The Supreme Court began hearing arguments yesterday appealing a 2006 ruling in favor of Northern California organic alfalfa growers. In Monsanto Co vs Geertson Seed Farms, Phillip Geertson and other producers of organic alfalfa argued that nearby production of Monsanto’s Roundup Ready alfalfa threatened to cross-contaminate their crops. This will be the first case involving GMO crops accepted by the Supreme Court.
In making their case against Monsanto, Geertson cited statutes from the National Environmental Policy Act that was adopted by Congress to “attain the widest range of beneficial uses of the environment without degradation, risk to health and safety, or other undesirable and unintended consequences.” Unfortunately, since it’s passage in 1969, the Supreme Court has defeated all thirteen challenges brought against corporations that relied on NEPA.
Part of Monsanto’s case relies on the argument that the “irreparable harm” allegedly caused by its Roundup Ready crops is solely economic and not environmental, thus it is not covered by NEPA.
Their argument struck me as fundamentally unsound, based in the false distinction between environmental and ecological harm. While Monsanto sees the world as a collection of exploitable resources, organic farmers understand that a healthy economy relies on a healthy environment.
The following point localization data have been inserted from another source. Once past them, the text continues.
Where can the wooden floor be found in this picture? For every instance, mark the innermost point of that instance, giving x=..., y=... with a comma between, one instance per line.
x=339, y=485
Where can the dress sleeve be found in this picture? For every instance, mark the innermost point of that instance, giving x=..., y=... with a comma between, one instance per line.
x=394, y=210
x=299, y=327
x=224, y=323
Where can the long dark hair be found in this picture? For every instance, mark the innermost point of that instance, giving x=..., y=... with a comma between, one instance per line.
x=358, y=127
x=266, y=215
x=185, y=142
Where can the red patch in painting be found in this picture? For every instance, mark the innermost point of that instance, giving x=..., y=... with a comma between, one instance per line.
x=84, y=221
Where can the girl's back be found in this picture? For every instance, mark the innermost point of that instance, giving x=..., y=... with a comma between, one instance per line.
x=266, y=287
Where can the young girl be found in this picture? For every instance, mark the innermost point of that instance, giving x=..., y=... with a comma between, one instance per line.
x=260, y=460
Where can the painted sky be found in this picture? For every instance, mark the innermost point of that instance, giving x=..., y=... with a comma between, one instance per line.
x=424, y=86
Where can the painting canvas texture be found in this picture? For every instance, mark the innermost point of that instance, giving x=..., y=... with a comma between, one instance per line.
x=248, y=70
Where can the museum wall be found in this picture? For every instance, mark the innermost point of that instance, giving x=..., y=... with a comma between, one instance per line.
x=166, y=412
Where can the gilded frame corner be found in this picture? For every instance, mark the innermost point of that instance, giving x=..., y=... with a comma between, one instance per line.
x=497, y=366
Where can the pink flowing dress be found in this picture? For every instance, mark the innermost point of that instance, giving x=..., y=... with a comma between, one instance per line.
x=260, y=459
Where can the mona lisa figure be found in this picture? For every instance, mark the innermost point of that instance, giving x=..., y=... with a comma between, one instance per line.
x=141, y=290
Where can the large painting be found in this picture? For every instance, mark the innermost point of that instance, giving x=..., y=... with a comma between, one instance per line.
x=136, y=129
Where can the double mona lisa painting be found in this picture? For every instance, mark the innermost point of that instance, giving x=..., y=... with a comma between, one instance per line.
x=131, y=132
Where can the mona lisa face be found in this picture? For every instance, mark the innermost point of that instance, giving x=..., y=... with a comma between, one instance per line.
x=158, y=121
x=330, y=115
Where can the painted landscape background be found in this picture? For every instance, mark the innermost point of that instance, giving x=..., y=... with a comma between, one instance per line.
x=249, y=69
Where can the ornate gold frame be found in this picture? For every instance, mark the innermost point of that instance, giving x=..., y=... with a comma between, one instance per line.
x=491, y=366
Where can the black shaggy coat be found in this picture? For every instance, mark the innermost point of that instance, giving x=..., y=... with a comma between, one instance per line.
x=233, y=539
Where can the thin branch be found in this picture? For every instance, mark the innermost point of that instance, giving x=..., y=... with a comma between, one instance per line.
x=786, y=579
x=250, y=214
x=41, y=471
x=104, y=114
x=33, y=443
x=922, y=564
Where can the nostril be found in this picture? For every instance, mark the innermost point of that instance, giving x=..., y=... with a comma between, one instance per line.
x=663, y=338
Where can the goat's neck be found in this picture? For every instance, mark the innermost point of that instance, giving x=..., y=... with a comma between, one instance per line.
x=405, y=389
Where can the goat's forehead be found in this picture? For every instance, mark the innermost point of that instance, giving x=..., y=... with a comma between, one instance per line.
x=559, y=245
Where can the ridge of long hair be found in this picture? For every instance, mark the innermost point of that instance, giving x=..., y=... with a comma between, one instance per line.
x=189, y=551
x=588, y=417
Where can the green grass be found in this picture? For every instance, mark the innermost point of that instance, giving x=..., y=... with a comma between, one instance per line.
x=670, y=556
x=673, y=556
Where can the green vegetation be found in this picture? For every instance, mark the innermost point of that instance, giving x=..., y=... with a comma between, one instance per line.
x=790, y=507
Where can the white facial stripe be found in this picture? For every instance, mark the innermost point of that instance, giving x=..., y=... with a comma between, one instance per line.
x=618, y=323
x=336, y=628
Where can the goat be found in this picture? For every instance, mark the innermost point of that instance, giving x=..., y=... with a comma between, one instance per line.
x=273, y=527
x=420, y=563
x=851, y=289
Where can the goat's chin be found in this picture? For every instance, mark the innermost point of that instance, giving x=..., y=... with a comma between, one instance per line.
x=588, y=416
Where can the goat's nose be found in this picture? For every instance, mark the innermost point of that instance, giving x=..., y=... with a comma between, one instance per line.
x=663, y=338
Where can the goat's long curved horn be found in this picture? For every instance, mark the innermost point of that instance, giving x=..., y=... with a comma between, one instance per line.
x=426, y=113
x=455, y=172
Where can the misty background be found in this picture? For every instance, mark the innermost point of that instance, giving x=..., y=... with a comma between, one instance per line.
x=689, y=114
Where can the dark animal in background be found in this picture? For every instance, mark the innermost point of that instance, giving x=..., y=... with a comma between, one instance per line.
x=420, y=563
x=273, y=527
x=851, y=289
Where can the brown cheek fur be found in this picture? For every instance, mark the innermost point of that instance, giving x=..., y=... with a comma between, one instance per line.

“Sustainability” is not just a hippy buzzword, or passing fad. It is, by definition, a necessity for the continuation of life on earth. This common sense reality is cleverly illustrated in a two-minute video, produced by the Natural Step: https://www.youtube.com/watch?v=FFCNCQleCuk.
Industry advocates, including the U.S. Chamber of Commerce, the American Petroleum Institute, Croplife America and the National Association of Home Builders, filed a brief requesting that “the Court should make clear once and for all that a court must find likely irreparable harm before issuing an injunction."
Congress clearly stated that activities that presented a “risk to health and safety” could be challenged. GMO technology is largely untested, and where it has been tested the results are not encouraging. In 1969, Congress could not have predicted the technologies we would be evaluating forty years later. But in their wisdom, they left the wording broad and sympathetic to the well being of the general population. GM technology clearly presents a risk to the health and safety, not only of those who knowingly consume GM foods, but even those who consume produce grown in the vicinity of GM foods. While industry advocates are hoping the Supreme Court will find genetically modified organisms “innocent until proven guilty,” I believe the intention of Congress was to consider untested technology of this magnitude “dangerous until proven safe.”